The house stood on the summit of a hill with the main entrance from the village of Summerhill with another entrance from a mile long avenue on the Dublin road. In all, there were four avenues leading out to the four points of the compass.

It consisted of a centre block and two wings, the mansion was massively built of limestone and of great length. Four semi-columns with Corinthian capitals ornamented the front; the main order was carried up the full height of the house like Renaissance Palaces in Rome. There was a portico in front of two sunken gardens behind with a raised grassy platform for a sundial; a large rose garden as well as another very large garden.
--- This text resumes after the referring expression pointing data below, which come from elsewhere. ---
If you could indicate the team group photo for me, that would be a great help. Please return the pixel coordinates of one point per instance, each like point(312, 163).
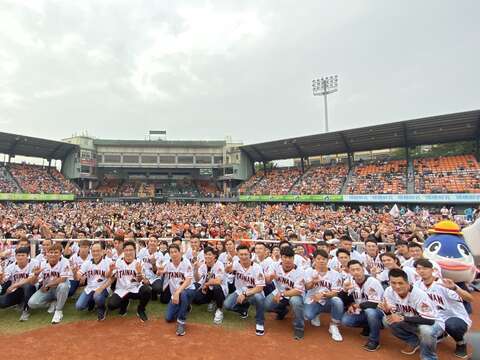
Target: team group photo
point(223, 179)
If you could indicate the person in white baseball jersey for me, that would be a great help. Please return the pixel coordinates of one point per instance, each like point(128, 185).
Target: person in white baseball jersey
point(288, 280)
point(130, 283)
point(416, 252)
point(411, 316)
point(16, 281)
point(150, 257)
point(95, 273)
point(76, 261)
point(365, 292)
point(178, 276)
point(211, 281)
point(390, 261)
point(323, 287)
point(249, 284)
point(52, 275)
point(448, 297)
point(260, 257)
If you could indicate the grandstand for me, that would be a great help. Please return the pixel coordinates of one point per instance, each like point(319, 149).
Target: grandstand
point(221, 169)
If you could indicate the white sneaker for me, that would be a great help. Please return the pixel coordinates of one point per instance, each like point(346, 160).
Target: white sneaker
point(25, 315)
point(57, 317)
point(218, 319)
point(316, 321)
point(335, 332)
point(211, 307)
point(51, 308)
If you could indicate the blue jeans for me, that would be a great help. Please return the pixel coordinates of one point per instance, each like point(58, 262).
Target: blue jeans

When the Langford mansion was built the path went up the hill and around the portico.

A broad flight of stairs led to the entrance of the mansion.

===Gardens===
The gardens to the front of the house contained a Ha-ha.

A gothic mausoleum was also constructed around 1781 not far from the house and elements still survive at a religious institution in County Meath.

===Interiors===
The Lafranchini brothers are said to have designed some of the interior stucco work and ceilings of the house including the state dining room which was detached from the main block.

There was a large and very lofty hall, which was similar to Leinster House in Dublin. The hall contained plaques, pastels and oil portraits by Francesco Guardi and Hugh Douglas Hamilton as well as statuary of Mary Pakenham, daughter of the first Lord Longford by the sculptor Thomas Banks. To the right on entering was the library. The drawing room had a southern aspect, and contained several portraits of the Rowley family including by famous artists such as Pompeo Batoni. Two symmetrical grand staircases led to the bedrooms.